The Green Party has extended Singh a "party leaders courtesy" by not putting up a candidate.
The Conservatives have nominated Korean speaker Jay Shin in a riding where the party won 27 per cent of the vote in the 2015 general election, against 35 per cent NDP and 34 per cent Liberal. Ex-Conservative Maxime Bernier, founder of the People's Party of Canada, wants a candidate in the race, and his fledging party has created an electoral district association.
While Singh starts favoured to win the riding in the expected February contest, the Liberal candidate represents a serious challenge. In the 2017 provincial election, Karen Wang ran a strong second to Burnaby city councillor Anne Kang of the NDP in the similar Burnaby-Deer Lake constituency.
While Singh was elected provincially in Brampton, Ont., and is a new face in Burnaby South, Wang has lived in the riding for 20 years, where she operates the Angels Playhouse child-care centre.
According to the 2016 census, fully 38.7 per cent of the population in Burnaby South are of Chinese ancestry. Surprisingly, in the 2015 federal election no party fielded a Cantonese- or Mandarin-speaking candidate to contest the newly constituted riding.
The Liberals will now get to test the attractiveness of a Chinese-Canadian candidate in the riding.
At eight per cent, the South-Asian presence should help Singh. Altogether Asian-origin groups represent more than 50 per cent of the riding's population.
The Liberal party strategy has been to delay calling a byelection as long as legally possible. On January 6, in a press conference in the riding, Singh accused the Liberals of disenfranchising the electorate of Burnaby South by leaving them without the basis of democracy: representation from an elected member of Parliament.
The Liberals have clearly been happy to see Singh obliged to travel back and forth across Canada, from Ottawa to Burnaby, through three times zones to acquaint himself with the riding, and taking time away from the voter-rich areas of Ontario, where he could be doing greater damage to Liberal fortunes.
It serves the Liberal cause that Singh is obliged to campaign in his new riding -- presumably twice in 2019 -- rather than waiting to run in Brampton in October where he could count on local forces to assure his election.
Team Trudeau has clearly understood the dynamics of the coming election.

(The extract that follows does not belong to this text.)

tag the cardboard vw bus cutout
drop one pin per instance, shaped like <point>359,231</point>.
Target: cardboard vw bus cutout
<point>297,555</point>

The Liberals are in a tight race with the Conservatives. For Trudeau to prevail and form a second consecutive majority government, the NDP must lose seats to Liberals.
The NDP store window policies, pharmacare and child care, are both under study by the Liberals. The Liberals have been pushing a strong family and women-friendly agenda, with their Canada Child Benefit as the main accomplishment.

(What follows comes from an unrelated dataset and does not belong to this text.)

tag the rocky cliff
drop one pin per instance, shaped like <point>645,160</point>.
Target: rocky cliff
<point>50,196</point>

Federal cheques are being printed to compensate lower-income voters in the Conservative provinces of Ontario, Saskatchewan, Manitoba and New Brunswick for paying new federal carbon taxes -- because the provinces would not sign on to the Liberal environmental plan to have Conservative premiers do the taxing.
NDP insiders were happy to see Singh chosen to affront Justin Trudeau. In the 2015 election, some 17 seats in the 25 ridings with a significant South-Asian population switched from Conservative to Liberal. Thinking of how Singh made the NDP more competitive in those ridings encouraged the NDP braintrust to believe Singh could take seats from Trudeau.
The Singh campaign in Burnaby South will road test the NDP message on making life more affordable for Canadians. The NDP leader will be the only candidate opposing the Trans Mountain pipeline-expansion project, which should attract sizeable anti-pipeline activist support.
For the NDP to win Burnaby South, the Conservatives will have to draw considerable support, the NDP will need dissatisfaction with the Liberals to drive party partisans to the polls, and Singh has to count on voters wanting to see a party leader play a role in Parliament.
Duncan Cameron is president emeritus of rabble.ca and writes a weekly column on politics and current affairs.